Friday, May 13, 2011

A Mosaic Bridge.

I go back to Canada in 9 days!! So this will be my last blog because we will just talk face to face about this stuff the next time. It has been an incredible year in Mozambique and I am so thankful you wanted to share it with me. Before I end this whole blog thing though, I got to write about what has been bouncing around in my head. So here are some final thoughts about the human heart. (Hahaha I always talk about this, but it’s just so interesting to me. I promise I will soon tell you some amazing Mozambique stories about cultural blunders, robberies, and run-ins with the law, but for now bare with me.)

Do you ever feel like you’re all scrambled up? It isn’t that you’re confused; rather you get the sense that you’re all broken up inside and parts of you are only partially there. The rest of you isn’t lost; it’s just somewhere else in a different time. The rest of you seems to almost linger in the many places you called “home”, and endure with the faces you call “friend”. Well, I know I get this deep sense and it’s been with me for many years now.

Sometimes I get frustrated with it, wishing that all of me could be simple, from one place, and present. Sometimes I get unthankful with today, wishing I could be in the places of the past along with its precious faces. These feelings are normal, and I think I’m not alone in this. As normal as they may be though, they can hold us back; and distance us from those around us.

What’s more is that I know these feelings have foolish and unthankful origins. I know my frustration is littered with foolishness ignoring the good that came of being in these places. I know my nostalgia is wrought with unthankfulness, blind to the blessings and opportunities of today. I also know that both of these are fueled by selfishness. If somehow though, my heart could be changed these broken pieces, scrambled in different places and times, could make sense.

If I start with thankfulness, this scrambled sense becomes more of a mosaic. An artist brings together what doesn’t naturally seem like it should be side by side. It was all broken up once, but he put the pieces together and it becomes a beautiful piece of artwork. I think that if we can value each piece, being thankful for each one, we can also be like mosaics. What were just scattered and broken pieces of experiences, places, and people become incredibly unified and somehow they work together. Somehow it’s art; it’s beautiful.
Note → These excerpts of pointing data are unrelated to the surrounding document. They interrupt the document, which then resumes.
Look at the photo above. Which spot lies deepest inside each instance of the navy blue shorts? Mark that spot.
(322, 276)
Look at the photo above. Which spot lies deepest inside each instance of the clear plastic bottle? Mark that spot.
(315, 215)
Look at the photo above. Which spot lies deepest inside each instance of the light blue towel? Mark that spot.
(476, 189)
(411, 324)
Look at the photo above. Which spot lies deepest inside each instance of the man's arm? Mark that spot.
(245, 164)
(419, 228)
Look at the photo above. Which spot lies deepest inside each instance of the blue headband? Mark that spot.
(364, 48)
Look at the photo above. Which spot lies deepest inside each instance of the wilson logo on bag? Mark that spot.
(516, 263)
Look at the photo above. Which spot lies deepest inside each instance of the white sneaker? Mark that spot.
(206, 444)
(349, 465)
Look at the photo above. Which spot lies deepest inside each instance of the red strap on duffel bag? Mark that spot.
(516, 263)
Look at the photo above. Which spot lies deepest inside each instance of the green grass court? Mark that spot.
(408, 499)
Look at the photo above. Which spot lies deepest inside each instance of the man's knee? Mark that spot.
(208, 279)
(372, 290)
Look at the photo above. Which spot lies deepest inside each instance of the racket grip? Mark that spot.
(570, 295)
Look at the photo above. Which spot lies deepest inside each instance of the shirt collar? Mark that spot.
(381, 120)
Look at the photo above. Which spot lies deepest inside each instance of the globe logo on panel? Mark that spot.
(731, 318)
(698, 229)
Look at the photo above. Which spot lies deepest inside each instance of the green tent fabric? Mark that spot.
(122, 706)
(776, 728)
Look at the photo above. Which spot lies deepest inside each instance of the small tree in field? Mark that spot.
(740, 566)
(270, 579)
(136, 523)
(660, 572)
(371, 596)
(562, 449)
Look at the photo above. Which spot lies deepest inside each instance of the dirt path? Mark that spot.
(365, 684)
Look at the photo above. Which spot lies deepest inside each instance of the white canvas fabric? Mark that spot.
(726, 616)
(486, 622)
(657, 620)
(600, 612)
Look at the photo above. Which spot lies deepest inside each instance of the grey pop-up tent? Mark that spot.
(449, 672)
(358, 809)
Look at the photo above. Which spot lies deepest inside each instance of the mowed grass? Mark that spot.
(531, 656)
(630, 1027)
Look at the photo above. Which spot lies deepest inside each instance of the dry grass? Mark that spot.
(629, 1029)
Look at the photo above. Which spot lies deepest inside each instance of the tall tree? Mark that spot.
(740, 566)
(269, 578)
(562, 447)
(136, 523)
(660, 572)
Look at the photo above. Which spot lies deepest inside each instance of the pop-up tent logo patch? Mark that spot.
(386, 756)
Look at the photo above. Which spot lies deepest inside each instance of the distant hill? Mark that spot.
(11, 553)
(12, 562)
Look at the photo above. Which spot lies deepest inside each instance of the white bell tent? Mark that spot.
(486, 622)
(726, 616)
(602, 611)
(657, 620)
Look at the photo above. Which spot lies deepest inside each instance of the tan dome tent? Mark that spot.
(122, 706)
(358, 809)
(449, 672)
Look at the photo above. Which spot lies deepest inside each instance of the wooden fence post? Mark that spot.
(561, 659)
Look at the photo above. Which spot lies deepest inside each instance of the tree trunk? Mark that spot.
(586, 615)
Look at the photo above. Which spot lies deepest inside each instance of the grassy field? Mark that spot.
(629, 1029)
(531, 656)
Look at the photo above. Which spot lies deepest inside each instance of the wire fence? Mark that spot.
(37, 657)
I dare to say that you are just like me. I think that we all feel like parts of us are somewhere else with other people. Even if you haven’t traveled or moved a lot I imagine you have the same sense. I think its human it’s not just an anomaly felt by Diasporas. There is a measure if dissonance in everyone that each one has to grapple with, and each tries to figure out how to bring it together. I know, though, that I’m an awful artist so I think I’ll let the Master artist do His work.

There is a part in the Bible that talks about the different events in a human’s life and each event has a specific time to be done and the passage concludes with this… “He has made everything beautiful in its time…” Ecclesiastes 3:11. I look back at the timing of travels, experiences, and opportunities and it is beautiful. Although sometimes it seemed all scrambled up, I now know He was just making a mosaic.

I was thinking about this the other night and I couldn’t sleep because I know my heart isn’t just supposed to be a mosaic. There has to be something more. I realized that the mosaic is neat, but there is another unresolved issue, distance between people! How do we get closer to each other? You see, I have to figure out how to be relevant to those presently near me, knowing that the trajectory that brought me to where I am and the trajectory of those around me are uniquely different. Being a mosaic is cool, but what does it matter if I am a mosaic but alone?

Well, I think that if love replaces selfishness in our hearts the distance between us disappears. In some way, we can be bridges, connecting each other to innumerable experiences, places and faces unique to each of us. I think we connect with others not because of commonalities in our experiences, places, and faces but because of love despite and through our differences.

I am realizing that we can have a mosaic bridge between each other no matter how far or how distant. At the deepest level though I know the most beautiful mosaic bridge is from the very Heart of God to yours. Oh! I pray that somehow my Artist would gather all that is broken and scattered about me and make a rickety old mosaic bridge from His Heart to yours.

Some may have never thought about God having a heart, well He does and it’s a thrilling adventure to be connected to His heart. The verse above isn’t complete, here is the rest: “He has made everything beautiful in its time. He has also set eternity in the human heart; yet no one can fathom what God has done from beginning to end.” (Ecclesiastes 3:11)

I have learned that the greatest adventure isn’t going to Africa; it’s knowing the heart and deeds of God.

Thank you so much for reading this blog.

Your friend, Jer.

1 comment:

  1. Que fascinante! Gostei muito! Você consegue transmitir o que nós como filhos de missionários sentem fortemente, "broken pieces" e realmente só Deus o Grande Artista pode nos tornar em um lindo mosaico nos dando um propósito Eterno fixado em nossos corações. Very well thought out, very well written. Praise God for you life and witness! You can count on one more partner in prayer.